The image features the effigy of a woman cyclist suspended in mid-air, as men carrying banners reading ‘Varsity for Men’ thronged the road beneath, and as, in the Senate House, the university authorities debated admitting women to take the Cambridge degree. You might hope that such images belong only in the sepia-toned past. Over the past week or so, I’ve been tweeting the hashtag #takeupspace, which is the brainchild of a friend of mine who runs the Fifty Percent Project. Here, she sums things up:
“The Fifty Percent Project aims to draw attention to all the ways in which women are denied access to our rightful share of physical, verbal, social, political and cultural space, and to encourage women to start to demand the space to which we are entitled.”

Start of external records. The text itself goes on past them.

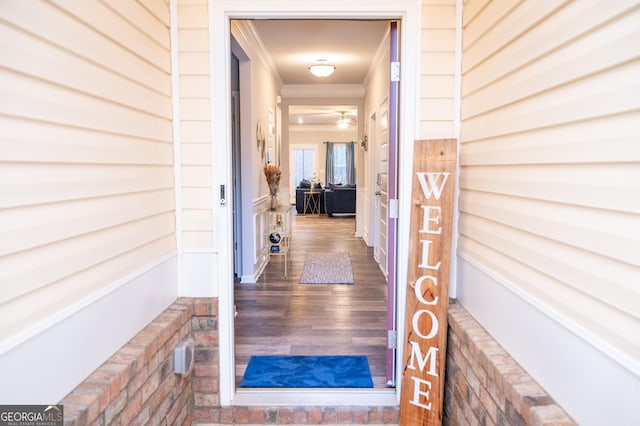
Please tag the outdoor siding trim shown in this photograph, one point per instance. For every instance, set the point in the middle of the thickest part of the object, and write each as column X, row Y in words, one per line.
column 437, row 70
column 195, row 125
column 86, row 160
column 550, row 163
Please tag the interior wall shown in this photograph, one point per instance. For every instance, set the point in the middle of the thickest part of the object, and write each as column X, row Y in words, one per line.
column 259, row 89
column 549, row 158
column 87, row 207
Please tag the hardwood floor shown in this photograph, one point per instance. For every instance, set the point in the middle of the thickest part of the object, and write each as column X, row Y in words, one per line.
column 279, row 316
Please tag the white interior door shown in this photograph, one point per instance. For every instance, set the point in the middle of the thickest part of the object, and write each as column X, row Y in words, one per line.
column 381, row 190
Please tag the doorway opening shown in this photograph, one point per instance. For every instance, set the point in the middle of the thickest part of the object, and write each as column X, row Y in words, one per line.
column 221, row 13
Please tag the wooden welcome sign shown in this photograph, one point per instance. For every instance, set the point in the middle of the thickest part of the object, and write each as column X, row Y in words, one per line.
column 422, row 391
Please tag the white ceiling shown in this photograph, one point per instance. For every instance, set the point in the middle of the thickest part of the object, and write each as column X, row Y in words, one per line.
column 293, row 45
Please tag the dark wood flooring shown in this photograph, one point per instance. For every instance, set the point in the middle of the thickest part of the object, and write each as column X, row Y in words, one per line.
column 279, row 316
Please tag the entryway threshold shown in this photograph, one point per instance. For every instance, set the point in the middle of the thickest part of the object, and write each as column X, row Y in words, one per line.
column 310, row 397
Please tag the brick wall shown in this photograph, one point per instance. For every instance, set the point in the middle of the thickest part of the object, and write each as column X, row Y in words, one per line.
column 137, row 384
column 485, row 386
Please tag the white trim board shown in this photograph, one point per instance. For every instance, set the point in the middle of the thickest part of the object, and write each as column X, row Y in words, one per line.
column 589, row 385
column 50, row 364
column 221, row 11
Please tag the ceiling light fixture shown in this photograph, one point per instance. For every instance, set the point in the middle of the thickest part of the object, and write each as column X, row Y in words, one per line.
column 342, row 122
column 322, row 69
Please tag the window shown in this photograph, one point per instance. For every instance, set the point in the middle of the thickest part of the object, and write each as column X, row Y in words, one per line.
column 339, row 164
column 340, row 167
column 302, row 165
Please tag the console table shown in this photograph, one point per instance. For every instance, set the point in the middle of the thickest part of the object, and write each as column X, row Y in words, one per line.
column 311, row 202
column 279, row 222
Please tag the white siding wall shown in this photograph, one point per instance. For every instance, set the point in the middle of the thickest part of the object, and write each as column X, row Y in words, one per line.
column 194, row 139
column 86, row 160
column 550, row 186
column 437, row 70
column 195, row 124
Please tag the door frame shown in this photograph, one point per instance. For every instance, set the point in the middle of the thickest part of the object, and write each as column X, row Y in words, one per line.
column 408, row 12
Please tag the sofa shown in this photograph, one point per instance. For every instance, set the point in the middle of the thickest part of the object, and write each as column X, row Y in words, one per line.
column 305, row 186
column 340, row 200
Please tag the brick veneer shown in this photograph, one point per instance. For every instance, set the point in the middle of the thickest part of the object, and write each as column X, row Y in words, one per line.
column 485, row 386
column 137, row 384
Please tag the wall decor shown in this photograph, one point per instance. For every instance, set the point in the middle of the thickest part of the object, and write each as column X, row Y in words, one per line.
column 260, row 139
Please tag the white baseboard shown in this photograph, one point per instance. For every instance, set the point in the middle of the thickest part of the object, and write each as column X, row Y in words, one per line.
column 47, row 366
column 198, row 274
column 589, row 385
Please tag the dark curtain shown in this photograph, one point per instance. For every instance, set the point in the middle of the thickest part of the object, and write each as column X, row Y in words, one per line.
column 328, row 168
column 351, row 164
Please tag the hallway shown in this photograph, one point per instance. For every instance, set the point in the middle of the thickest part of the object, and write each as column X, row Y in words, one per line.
column 278, row 316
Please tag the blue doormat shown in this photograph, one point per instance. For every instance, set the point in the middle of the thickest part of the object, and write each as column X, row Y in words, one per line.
column 287, row 371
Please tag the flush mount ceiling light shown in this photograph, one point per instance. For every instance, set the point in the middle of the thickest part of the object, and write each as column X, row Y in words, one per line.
column 342, row 122
column 321, row 69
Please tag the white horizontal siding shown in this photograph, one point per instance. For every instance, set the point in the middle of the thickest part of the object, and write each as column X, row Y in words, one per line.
column 85, row 153
column 550, row 161
column 195, row 125
column 437, row 85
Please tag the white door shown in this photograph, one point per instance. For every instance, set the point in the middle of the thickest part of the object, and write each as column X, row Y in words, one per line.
column 381, row 190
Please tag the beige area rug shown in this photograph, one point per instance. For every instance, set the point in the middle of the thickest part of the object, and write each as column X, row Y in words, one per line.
column 327, row 268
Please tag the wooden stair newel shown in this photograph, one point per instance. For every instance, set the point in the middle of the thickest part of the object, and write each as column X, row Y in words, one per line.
column 433, row 189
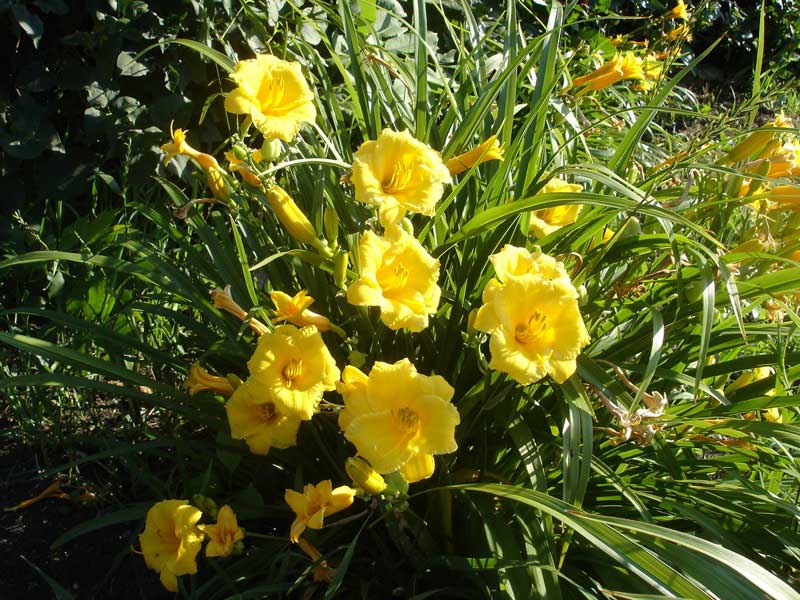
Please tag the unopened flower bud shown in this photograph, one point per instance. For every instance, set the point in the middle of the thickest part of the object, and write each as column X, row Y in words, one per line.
column 340, row 262
column 357, row 359
column 271, row 150
column 331, row 222
column 293, row 219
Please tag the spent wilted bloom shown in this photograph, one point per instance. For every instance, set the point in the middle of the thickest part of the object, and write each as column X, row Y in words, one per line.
column 200, row 380
column 274, row 94
column 488, row 150
column 171, row 540
column 364, row 476
column 294, row 309
column 396, row 415
column 224, row 534
column 682, row 32
column 679, row 11
column 618, row 67
column 398, row 275
column 315, row 503
column 398, row 174
column 215, row 174
column 757, row 141
column 547, row 220
column 223, row 299
column 254, row 417
column 295, row 368
column 531, row 312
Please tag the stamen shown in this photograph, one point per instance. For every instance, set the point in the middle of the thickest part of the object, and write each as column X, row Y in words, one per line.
column 535, row 327
column 292, row 371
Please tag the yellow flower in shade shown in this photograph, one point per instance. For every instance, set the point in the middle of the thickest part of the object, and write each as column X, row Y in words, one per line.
column 786, row 196
column 535, row 324
column 617, row 68
column 364, row 476
column 200, row 380
column 681, row 32
column 238, row 165
column 547, row 220
column 398, row 174
column 294, row 309
column 171, row 540
column 293, row 219
column 254, row 417
column 294, row 368
column 488, row 150
column 678, row 11
column 274, row 94
column 398, row 275
column 315, row 503
column 397, row 418
column 223, row 535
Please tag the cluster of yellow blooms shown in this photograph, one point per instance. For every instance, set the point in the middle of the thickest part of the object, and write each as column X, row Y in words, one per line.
column 172, row 538
column 645, row 70
column 396, row 418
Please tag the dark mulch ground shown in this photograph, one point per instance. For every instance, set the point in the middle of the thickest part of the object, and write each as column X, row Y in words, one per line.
column 96, row 565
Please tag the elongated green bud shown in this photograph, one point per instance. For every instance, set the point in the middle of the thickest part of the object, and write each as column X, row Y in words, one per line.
column 340, row 262
column 364, row 476
column 331, row 222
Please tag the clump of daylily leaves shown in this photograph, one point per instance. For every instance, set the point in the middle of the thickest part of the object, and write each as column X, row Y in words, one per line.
column 396, row 418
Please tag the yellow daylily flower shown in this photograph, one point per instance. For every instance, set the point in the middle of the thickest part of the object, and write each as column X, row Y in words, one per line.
column 418, row 468
column 315, row 503
column 512, row 262
column 364, row 476
column 547, row 220
column 398, row 275
column 170, row 541
column 488, row 150
column 681, row 32
column 535, row 324
column 238, row 165
column 395, row 415
column 294, row 309
column 254, row 417
column 223, row 535
column 398, row 174
column 293, row 219
column 200, row 380
column 617, row 68
column 295, row 368
column 679, row 11
column 274, row 94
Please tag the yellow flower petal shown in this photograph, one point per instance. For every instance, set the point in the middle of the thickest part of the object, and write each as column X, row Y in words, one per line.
column 398, row 275
column 398, row 174
column 396, row 413
column 274, row 93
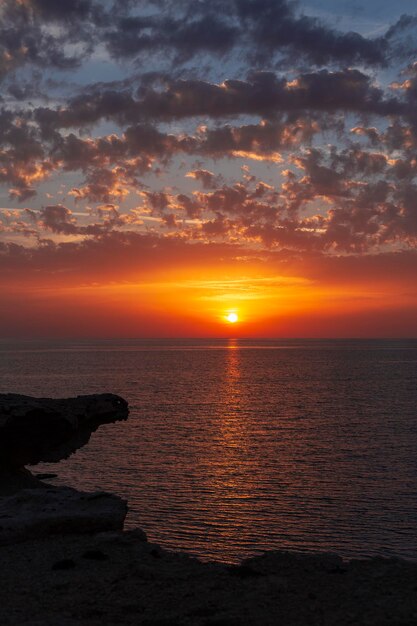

If you’re interested (and you should be), you can look at her selection of facts on women’s under-representation, and you can get involved by sharing stories.
This project is timely for me. As a junior academic in a subject like English Literature, you might think I’d be surrounded by women, that the battle to get women’s voices heard is long over, and that – if anything – I should be worrying about the feminization of education. I’ve heard these arguments before. To listen to some people speculate, you’d imagine university English departments are full of women handing out flyers for the Feminist Burlesque evening*, writing papers about Lady Macbeth’s lesbian subtexts** and campaigning for free mooncups***.
I admit, there is graffiti in the Cambridge English faculty women’s toilet written in support of mooncups. And there’s a lovely radfem argument about shaving your legs scribbled all over the wall in the Lecture Block loo. And I do enjoy that women do their radicalism in this particular space, though it would be lovely if we could do it elsewhere, too. Which brings me back to the point: despite what you might imagine, English Literature at university still struggles to accommodate women.
The Fifty Percent Project site lists amongst their statistics this fact:
“Women make up 45% of academic staff at Higher Education institutions, but comprise 22% of Professors and 33% of other senior academic staff.”
These statistics are disturbing, but they represent a substantial improvement on recent years: the Higher Education Statistics Agency found that in 2003-4 (the academic year I went to university), only 15% of professors were women. That’s an increase of nearly 50%. People very often talk about these numbers as if they must be reflecting a recent phenomenon. Surely, we have so few women in positions of authority just because … well, haven’t women been historically marginalised?
This is demonstrably not the case.
Professor Pat Thane’s work on women students in the past century provides some statistics. In 1900, women made up 16% of the UK student body. By 1930, it was 27%, but this fell to 23% in 1938, and remained steady until the 1970s.
We might take a moment to be slightly shocked by that. Women have been 23% of all students since 1938. No one can claim, then, that the reason there are so few women professors is simply that the number reflects the numbers of women entering HE – we should have had 23% of professorships for the best part of a century. Instead, it’s only in the last few years we’ve even come close to the numbers that should have been the baseline since the 1930s generation of students came of age.
This isn’t just an issue for senior academics, obviously. Women undergraduates still struggle to take up the space they need – physical, verbal, social, political and cultural, as the Project puts it – in order to get what they deserve from three years at university. For male students, the academic role models are right there. In order for women to take up our proper space, we need the same sense that we belong, that we deserve to be here, that we’re good enough. The Fifty Percent Project is designed to bring women together, to celebrate women’s achievements.
I have had some brilliant female teachers and mentors, I have some amazing, inspiring female colleagues, and I’m constantly awed by the women students whom I’ve been supervising this year. But, I think we don’t often enough hear each other saying, ‘you know what? I’m really good. I deserve to be heard. My ideas are really exciting and I’m going to get them out there. And people are going to listen’.
Women in academia deserve to #takeupspace.
Notes
* No, I don’t think there is such a thing as feminist burlesque.
** Yes, this paper would make me cringe.
*** Sounds great.
Pat Thane, ‘The Careers of Female Graduates of Cambridge University, 1920s-1970s’, in Origins of the Modern Career, eds. David Mitch, John Brown and Marco H. D. van Leeuwen (Aldershot: Ashgate, 2004), pp. 207-224.